The kinetic energy (in keV) of the alpha particle, when the nucleus 210 84 Po at rest undergoes alpha decay, is

To find the kinetic energy of the alpha particle emitted during the alpha decay of the polonium-210 (210Po) nucleus, we need to understand a few key concepts about nuclear decay and energy conservation. In alpha decay, a heavy nucleus loses an alpha particle, which consists of 2 protons and 2 neutrons, essentially a helium nucleus.

Understanding the Decay Process

The equation for the alpha decay of polonium-210 can be written as follows:

210₈₄Po → 206₈₂Pb + 4₂He

In this reaction, the polonium-210 nucleus transforms into lead-206 (206Pb) and emits an alpha particle (4He).

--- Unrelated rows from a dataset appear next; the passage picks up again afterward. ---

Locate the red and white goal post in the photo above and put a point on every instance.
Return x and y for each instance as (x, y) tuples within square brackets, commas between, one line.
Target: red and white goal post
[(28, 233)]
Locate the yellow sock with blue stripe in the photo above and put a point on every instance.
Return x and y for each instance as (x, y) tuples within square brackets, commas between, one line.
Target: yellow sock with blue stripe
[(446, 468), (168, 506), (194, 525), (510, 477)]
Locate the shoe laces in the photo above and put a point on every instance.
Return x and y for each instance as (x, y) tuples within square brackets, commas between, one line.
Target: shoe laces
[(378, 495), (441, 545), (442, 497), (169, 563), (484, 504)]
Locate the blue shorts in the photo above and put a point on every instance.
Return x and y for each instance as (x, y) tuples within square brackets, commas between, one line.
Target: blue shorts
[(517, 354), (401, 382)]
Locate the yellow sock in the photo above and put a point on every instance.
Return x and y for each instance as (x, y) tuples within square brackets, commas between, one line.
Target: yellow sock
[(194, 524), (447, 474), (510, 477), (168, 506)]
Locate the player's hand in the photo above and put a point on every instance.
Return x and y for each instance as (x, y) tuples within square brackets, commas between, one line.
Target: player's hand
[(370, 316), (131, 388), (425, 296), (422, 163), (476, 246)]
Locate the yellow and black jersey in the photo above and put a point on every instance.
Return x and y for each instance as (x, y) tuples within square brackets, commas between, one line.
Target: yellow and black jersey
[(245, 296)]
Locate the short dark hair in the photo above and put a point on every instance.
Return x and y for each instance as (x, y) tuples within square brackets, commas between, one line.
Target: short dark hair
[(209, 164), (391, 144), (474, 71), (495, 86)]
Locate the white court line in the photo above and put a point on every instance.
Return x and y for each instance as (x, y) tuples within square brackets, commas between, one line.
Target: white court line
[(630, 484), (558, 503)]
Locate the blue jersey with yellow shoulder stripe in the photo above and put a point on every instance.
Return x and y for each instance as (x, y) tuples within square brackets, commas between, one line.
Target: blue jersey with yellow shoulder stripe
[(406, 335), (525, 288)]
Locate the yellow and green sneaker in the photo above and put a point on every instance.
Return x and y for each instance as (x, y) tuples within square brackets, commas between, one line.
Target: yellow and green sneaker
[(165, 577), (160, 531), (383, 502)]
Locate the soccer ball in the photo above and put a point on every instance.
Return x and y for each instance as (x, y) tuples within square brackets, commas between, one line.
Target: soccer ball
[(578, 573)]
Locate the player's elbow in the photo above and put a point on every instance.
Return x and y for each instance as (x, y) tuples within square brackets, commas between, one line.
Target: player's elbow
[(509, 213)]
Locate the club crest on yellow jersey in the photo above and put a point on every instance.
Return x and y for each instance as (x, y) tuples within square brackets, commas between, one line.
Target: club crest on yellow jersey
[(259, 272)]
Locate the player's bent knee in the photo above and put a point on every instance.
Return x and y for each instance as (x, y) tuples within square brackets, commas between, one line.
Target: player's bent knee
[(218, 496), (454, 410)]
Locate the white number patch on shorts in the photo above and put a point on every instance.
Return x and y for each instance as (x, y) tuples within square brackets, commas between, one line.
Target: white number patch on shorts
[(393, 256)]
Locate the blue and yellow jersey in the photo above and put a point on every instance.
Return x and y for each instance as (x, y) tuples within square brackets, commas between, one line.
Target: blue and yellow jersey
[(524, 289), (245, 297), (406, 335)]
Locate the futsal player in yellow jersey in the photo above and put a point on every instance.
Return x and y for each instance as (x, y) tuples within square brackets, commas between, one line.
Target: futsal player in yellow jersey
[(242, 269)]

The conservation of momentum and energy principles are crucial here.

Applying Conservation of Energy

Before the decay, the polonium nucleus is at rest, meaning its initial kinetic energy is zero. After the decay, the total kinetic energy of the system must also account for the kinetic energy of the lead nucleus and the emitted alpha particle. However, since the lead nucleus will recoil, we focus on the alpha particle's kinetic energy.

Energy Release in Decay

The energy released during alpha decay can be calculated using the mass difference between the reactants and products. The energy release is given by:

ΔE = (mass_initial - mass_final) * c²

Where ΔE is the energy released, mass_initial is the mass of the original polonium nucleus, and mass_final is the sum of the masses of the lead nucleus and the alpha particle. The speed of light (c) in this equation is approximately 3 x 10⁸ m/s.

Mass Values

• Mass of 210Po ≈ 209.9828 u
• Mass of 206Pb ≈ 205.9745 u
• Mass of 4He ≈ 4.0026 u

Calculating the Mass Defect

The mass defect can be calculated as follows:

mass_defect = mass_initial - (mass_final for Pb + mass_final for He)

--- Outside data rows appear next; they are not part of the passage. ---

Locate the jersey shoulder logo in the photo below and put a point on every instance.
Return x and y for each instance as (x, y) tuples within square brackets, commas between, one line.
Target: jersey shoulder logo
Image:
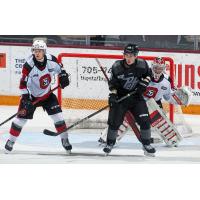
[(163, 88)]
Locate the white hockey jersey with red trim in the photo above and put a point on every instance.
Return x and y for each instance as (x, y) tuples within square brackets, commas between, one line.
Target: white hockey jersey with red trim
[(37, 80), (159, 90)]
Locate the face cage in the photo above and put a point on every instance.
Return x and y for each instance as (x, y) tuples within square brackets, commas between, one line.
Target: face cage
[(157, 75), (32, 49)]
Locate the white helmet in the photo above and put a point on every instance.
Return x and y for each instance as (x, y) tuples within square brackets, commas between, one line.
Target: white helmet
[(158, 67), (39, 44)]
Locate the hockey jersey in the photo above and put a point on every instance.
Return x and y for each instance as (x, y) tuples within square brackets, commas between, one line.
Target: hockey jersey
[(160, 89), (36, 77)]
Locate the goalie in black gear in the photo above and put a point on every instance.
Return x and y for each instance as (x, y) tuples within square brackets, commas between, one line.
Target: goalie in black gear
[(129, 74), (159, 87)]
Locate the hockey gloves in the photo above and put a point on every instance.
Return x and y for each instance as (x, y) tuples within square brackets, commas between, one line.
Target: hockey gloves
[(143, 83), (63, 79), (112, 99), (26, 105)]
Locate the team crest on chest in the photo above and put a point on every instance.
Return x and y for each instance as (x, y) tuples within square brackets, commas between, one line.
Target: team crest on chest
[(45, 81)]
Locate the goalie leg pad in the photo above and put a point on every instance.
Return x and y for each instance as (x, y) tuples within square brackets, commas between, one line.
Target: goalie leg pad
[(163, 125)]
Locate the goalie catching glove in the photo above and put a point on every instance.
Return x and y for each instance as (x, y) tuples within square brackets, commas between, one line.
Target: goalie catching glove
[(143, 83), (26, 106), (63, 79), (183, 96)]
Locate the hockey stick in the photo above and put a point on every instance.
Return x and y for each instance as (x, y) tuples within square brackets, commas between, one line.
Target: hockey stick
[(128, 116), (52, 133), (35, 102)]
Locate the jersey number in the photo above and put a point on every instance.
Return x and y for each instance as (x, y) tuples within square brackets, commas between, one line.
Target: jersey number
[(150, 92), (45, 81)]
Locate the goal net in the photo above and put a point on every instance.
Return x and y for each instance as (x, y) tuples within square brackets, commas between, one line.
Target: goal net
[(88, 91)]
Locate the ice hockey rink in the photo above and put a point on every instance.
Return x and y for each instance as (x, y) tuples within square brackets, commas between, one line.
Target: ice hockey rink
[(34, 147)]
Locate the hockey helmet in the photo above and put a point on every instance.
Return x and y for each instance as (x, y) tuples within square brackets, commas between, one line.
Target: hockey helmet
[(131, 49), (158, 67), (39, 44)]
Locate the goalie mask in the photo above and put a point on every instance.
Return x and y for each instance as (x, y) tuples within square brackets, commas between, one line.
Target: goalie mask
[(131, 49), (39, 44), (158, 67)]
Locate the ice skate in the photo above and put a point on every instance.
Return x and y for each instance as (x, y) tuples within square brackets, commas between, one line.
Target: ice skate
[(9, 146), (149, 150), (107, 149)]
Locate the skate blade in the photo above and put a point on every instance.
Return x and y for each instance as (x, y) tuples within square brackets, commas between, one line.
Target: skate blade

mass_defect = 209.9828 u - (205.9745 u + 4.0026 u) = 209.9828 u - 209.9771 u = 0.0057 u

Converting Mass Defect to Energy

Now, we convert this mass defect into energy using Einstein's equation, where 1 atomic mass unit (u) is equivalent to about 931.5 MeV:

ΔE = 0.0057 u * 931.5 MeV/u ≈ 5.30 MeV

Kinetic Energy of the Alpha Particle

In alpha decay, the majority of the energy released goes to the emitted alpha particle due to its relatively small mass compared to the recoiling lead nucleus. Therefore, the kinetic energy of the alpha particle is approximately equal to the energy released during the decay:

Kinetic energy of the alpha particle ≈ 5.30 MeV

Final Result in keV

Since 1 MeV is equivalent to 1000 keV, we can convert the energy:

5.30 MeV = 5300 keV

In summary, the kinetic energy of the alpha particle emitted during the alpha decay of polonium-210 is approximately 5300 keV.